Why is two-factor authentication (2FA) being applied to email?
Many university email accounts contain confidential and sensitive information. Phishing attacks via email represent a potential source of account compromises with the University of Missouri System. Additionally, email is used to communicate with faculty, staff and students when changes are made to their profiles and systems holding personal information.
For example, when an employee changes their password or payroll deposit information, an email is automatically sent to alert them to the change, and what they need to do if they didn’t make the change themselves.
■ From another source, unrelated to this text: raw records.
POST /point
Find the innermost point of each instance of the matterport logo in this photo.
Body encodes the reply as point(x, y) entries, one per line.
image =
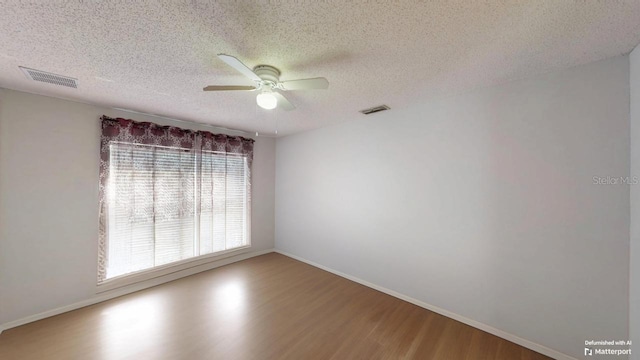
point(612, 347)
point(615, 180)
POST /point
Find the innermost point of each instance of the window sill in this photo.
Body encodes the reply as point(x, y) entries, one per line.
point(143, 275)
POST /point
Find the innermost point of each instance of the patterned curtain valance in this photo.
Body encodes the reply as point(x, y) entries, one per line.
point(126, 130)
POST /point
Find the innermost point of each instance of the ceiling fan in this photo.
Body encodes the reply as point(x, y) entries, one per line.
point(267, 81)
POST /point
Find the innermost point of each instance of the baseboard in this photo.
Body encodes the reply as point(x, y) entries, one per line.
point(132, 288)
point(478, 325)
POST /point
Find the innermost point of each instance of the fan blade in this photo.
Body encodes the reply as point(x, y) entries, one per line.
point(228, 87)
point(238, 65)
point(305, 84)
point(283, 102)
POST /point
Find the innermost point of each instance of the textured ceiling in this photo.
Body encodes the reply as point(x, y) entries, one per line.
point(156, 56)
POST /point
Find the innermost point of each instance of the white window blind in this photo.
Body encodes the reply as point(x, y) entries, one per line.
point(167, 204)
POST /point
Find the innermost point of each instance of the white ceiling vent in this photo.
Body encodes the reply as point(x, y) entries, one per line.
point(50, 78)
point(375, 109)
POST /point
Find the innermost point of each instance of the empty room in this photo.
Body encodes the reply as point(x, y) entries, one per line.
point(291, 179)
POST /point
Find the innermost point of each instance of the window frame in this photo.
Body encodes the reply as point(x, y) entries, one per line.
point(198, 261)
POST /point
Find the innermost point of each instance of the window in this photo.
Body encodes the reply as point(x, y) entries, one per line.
point(169, 195)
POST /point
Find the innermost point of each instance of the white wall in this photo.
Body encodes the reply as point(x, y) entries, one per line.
point(49, 164)
point(634, 296)
point(481, 204)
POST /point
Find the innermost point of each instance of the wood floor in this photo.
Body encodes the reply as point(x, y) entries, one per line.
point(268, 307)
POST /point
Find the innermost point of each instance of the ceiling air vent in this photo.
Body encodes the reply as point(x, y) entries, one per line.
point(375, 109)
point(50, 78)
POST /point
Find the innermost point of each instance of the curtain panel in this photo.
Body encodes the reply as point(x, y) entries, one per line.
point(176, 142)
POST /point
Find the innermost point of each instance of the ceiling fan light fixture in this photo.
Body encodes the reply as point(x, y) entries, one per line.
point(267, 100)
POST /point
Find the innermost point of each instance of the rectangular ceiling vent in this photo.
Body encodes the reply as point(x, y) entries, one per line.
point(50, 78)
point(375, 109)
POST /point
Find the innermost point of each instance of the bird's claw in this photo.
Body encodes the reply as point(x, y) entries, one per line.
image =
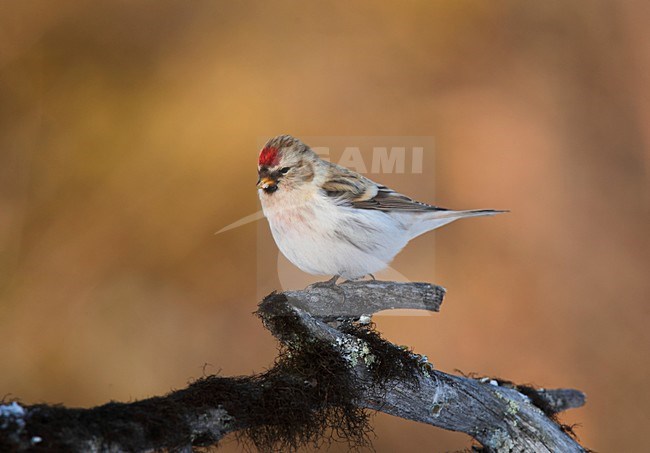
point(331, 283)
When an employee or student is the victim of phishing, attackers may use the account information to log into the individual’s email account and delete these notifications.
Why is 2FA being applied to MU Health first?
MU Health is the custodian of sensitive information within the University of Missouri System; therefore, we are starting our implementation with MU Health to further enhance the security of this sensitive information. 2FA for email will be applied across the remainder of UM System for faculty, staff and students in the coming months.
Why will 2FA be applied to student accounts in the future?
Many students at each of our universities benefit from being part-time employees, and many are involved in research activities or serve on various committees. University faculty and staff must be able to communicate with students securely, so the same protections being extended to faculty and staff will be used to protect student accounts.
How often will I have to use 2FA when using webmail?
MU Health users will be required to use 2FA to log into webmail after Oct. 6, 2019. The first time a MU Health employee logs into webmail, 2FA will be required. After that, 2FA will be required every 30 days or when an employee uses a new/different computer, a new browser, or when automated monitoring tools indicate suspicious account activity.